The front lead in today’s Sydney Morning Herald is “Rudd ready to backflip on AWAs”. In the Australian Financial Review it’s “Rudd holds hard line on IR reform”. Whatever.

So I tutor a course called ‘Economics as a Social Science’. Today the topic for discussion is ‘Power in the economy’, an introduction to the institutionalists. I could not have come up with a better hypothetical case study. My question: How (the hell), when at last count 59% of people oppose WorkChoices (24% support), and when the party’s standing in the polls is largely a product of that opposition, is the Australian Labor Party having so much trouble committing to getting rid of it?

I think Rick Kuhn and Tom Bramble give a pretty good answer over at MR Zine:

The megaphoned message about fairness is directed at white and blue collar workers who make up about two thirds of the labour force.  Most are worried by the Howard Government’s industrial relations regime.  The electoral explanation of this tune is valid, but insufficient.

The tune that puts union officials in their place was played on the dog whistle because it might have alienated too many workers if broadcast at a lower pitch.  But Rudd, Gillard and their advisers hope that its shrill notes can be heard, despite the competing megaphone message, by small business owners worried about changes to unfair dismissal rules and the abolition of individual workplace agreements.  The logic here is electoral, but it reveals something deeper about the forces acting on and in the ALP.

The majestic cadences that convey the contribution of Labor’s approach to industrial relations to the national interest contain the specifics of the policy.  It cannot be understood in purely electoral terms.  Despite its inclusion of the megaphone theme, Rudd’s policies on relations between employers and employees reduced the impact of Labor’s best issue and damaged the ALP’s electoral prospects.  The Party’s popularity fell in the poll immediately following the announcement of the policy because it is WorkChoices Lite.

The other dayRudd refused to repeat on the radio statements he had made at the anti-Work Choices rally. Different tunes for different audiences. Now it seems Gillard and Rudd are playing good cop-bad cop. One message per speaker so as to avoid that embarrassment. Thus the mixed messages from this morning’s papers.

Published in: on 14 May, 2007 at 3:00 pm  Comments (10)  

Unfairfax

Raych got through the Sydney Morning Herald yesterday before she was halfway through breakfast and announced that there was no news. Later in the day we found out why: the journalists and other workers went on strike Wednesday afternoon, over Fairfax’s plans to introduce AWAs and cut 35 production jobs.

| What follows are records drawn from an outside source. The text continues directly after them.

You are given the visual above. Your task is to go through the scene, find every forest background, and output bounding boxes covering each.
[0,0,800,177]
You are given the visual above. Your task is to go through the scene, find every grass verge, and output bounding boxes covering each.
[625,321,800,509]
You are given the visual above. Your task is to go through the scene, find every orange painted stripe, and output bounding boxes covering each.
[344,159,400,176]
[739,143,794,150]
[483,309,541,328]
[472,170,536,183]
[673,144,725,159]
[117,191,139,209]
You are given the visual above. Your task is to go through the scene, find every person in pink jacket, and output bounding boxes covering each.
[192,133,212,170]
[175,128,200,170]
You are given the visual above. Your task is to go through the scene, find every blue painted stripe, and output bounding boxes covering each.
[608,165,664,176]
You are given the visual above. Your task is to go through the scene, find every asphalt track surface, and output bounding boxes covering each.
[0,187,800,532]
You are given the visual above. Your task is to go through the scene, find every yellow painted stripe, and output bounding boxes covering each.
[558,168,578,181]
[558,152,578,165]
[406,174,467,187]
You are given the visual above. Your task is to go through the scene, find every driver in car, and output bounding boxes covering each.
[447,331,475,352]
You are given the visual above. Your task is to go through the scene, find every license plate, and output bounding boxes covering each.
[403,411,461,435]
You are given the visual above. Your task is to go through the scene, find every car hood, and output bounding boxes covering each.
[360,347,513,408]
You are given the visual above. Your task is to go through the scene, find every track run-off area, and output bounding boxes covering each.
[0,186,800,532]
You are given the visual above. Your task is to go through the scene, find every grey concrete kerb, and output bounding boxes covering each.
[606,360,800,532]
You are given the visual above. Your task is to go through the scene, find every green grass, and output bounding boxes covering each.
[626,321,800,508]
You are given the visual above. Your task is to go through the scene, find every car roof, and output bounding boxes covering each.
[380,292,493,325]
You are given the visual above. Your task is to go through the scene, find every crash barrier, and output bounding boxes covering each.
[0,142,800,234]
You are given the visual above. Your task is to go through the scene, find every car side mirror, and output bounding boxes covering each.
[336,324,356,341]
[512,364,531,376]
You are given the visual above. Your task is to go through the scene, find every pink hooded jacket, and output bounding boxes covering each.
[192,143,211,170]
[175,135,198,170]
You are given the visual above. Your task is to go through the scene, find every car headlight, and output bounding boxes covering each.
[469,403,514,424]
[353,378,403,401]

That’s subeditors! My first job in Australia was working as a Fairfax subeditor so I felt a bigger-than-usual burst of solidarity. Unfortunately by the time I found out about it the Industrial Relations Commission had ordered them back to work. You see, it’s illegal in Australia to strike during the life of an employment agreement. The Fairfax strikers risked $6000 personal fines for walking out in the first place. Further strike action has been explicitly banned by the Commission for three months, and the penalties for contempt of court are larger.

Inside sources tell me there is much seething anger at the Herald, not least among the most senior journalists whose jobs are not at risk, but whose pride in their product has already been dented by a previous round of restructuring and the consequent declining standards. They must have known the IRC would ban the strike as soon as Fairfax took them there, and I suppose the goal was to send a short, sharp message. Even so, there was some discussion of defying the Commission, but the personal consequences would have been big.

Still, it seems inevitable that sooner or later a strike will happen somewhere that runs up against these new laws, where the anger will be sufficiently deep to provoke a defiance of the IRC. Labor’s new industrial relations plan does not roll back anti-strike law. We are stuck with it until conditions are ripe for a new Clarrie O’Shea.